Две из них мне сразу в глаза бросились. Не то что модельной внешности, но эффектные. Одна рыжая, как ты, Римка, вторая — блонда. Я к ним пригляделся через окуляры, и по всем повадочкам, по жестам их понял специфику деятельности, которой они по жизни занимаются. И одеты обе оказались соответственно: не в купальники, как обычные девчонки на пляже, а в боевой прикид — сапоги выше колен, чулки-сеточки, маечки крохотные. Под мачками у обеих ничего, никаких лифчиков. С ними присутствовал мужик, в единственном числе, и вели они себя с ним с ухватками, что положены гражданкам подобной профессии.
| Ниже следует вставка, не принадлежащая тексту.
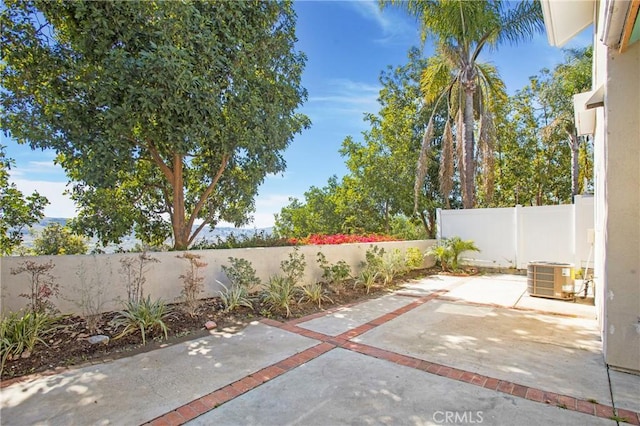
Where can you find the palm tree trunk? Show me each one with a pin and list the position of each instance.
(468, 147)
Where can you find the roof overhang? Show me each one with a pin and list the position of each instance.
(565, 19)
(620, 25)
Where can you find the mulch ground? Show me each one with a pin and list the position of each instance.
(67, 345)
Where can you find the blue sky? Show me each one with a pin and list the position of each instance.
(348, 44)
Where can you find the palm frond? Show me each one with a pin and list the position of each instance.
(446, 163)
(423, 163)
(460, 146)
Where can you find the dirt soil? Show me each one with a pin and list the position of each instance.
(67, 344)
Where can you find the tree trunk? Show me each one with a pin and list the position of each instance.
(178, 222)
(575, 176)
(468, 148)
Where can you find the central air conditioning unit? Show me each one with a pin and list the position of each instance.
(552, 280)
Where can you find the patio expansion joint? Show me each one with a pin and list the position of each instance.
(327, 343)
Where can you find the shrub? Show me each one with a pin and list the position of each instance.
(144, 315)
(192, 282)
(314, 293)
(320, 239)
(280, 293)
(234, 296)
(447, 252)
(337, 273)
(367, 278)
(134, 269)
(413, 258)
(43, 285)
(293, 268)
(20, 333)
(241, 273)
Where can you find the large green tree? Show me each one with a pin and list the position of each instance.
(156, 108)
(16, 210)
(461, 31)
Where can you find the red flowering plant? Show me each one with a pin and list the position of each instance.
(320, 239)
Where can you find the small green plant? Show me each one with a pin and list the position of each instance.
(133, 269)
(294, 267)
(367, 278)
(280, 293)
(459, 246)
(43, 285)
(314, 293)
(19, 333)
(447, 252)
(241, 273)
(145, 315)
(192, 282)
(234, 296)
(413, 258)
(335, 274)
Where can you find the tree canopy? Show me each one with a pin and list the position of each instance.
(461, 30)
(156, 109)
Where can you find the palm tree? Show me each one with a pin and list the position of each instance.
(461, 30)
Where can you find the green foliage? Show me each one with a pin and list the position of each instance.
(16, 210)
(43, 285)
(155, 108)
(367, 278)
(192, 282)
(413, 258)
(256, 239)
(540, 159)
(134, 268)
(294, 267)
(336, 273)
(241, 273)
(56, 239)
(314, 293)
(19, 333)
(280, 293)
(447, 252)
(454, 76)
(234, 296)
(145, 315)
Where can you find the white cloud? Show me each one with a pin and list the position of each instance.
(396, 28)
(60, 205)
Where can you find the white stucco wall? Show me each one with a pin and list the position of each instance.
(515, 236)
(103, 272)
(619, 203)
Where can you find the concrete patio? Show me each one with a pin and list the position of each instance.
(442, 350)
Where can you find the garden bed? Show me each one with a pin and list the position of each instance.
(67, 344)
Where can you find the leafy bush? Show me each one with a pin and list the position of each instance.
(257, 239)
(19, 334)
(447, 252)
(413, 258)
(241, 273)
(144, 315)
(334, 274)
(294, 267)
(280, 293)
(367, 278)
(133, 269)
(234, 296)
(314, 293)
(192, 282)
(319, 239)
(43, 285)
(56, 239)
Мужчина, я в бинокль разглядел, в возрасте, хорошо за пятьдесят, а то и шестьдесят, хоть и крепкий, но весь седой. А им обеим — двадцать плюс. И ведут они себя точь-в-точь как проститутки, когда их только сняли: ржут, филейные части свои напоказ выставляют, дотрагиваются до клиента, по плечу его гладят.
Они вдобавок место заняли не как мы и другие отдыхающие — на полоске песка, у воды, под солнышком, — а в лесочке, под соснами. Если б не мой бинокль, их и вовсе не углядеть было.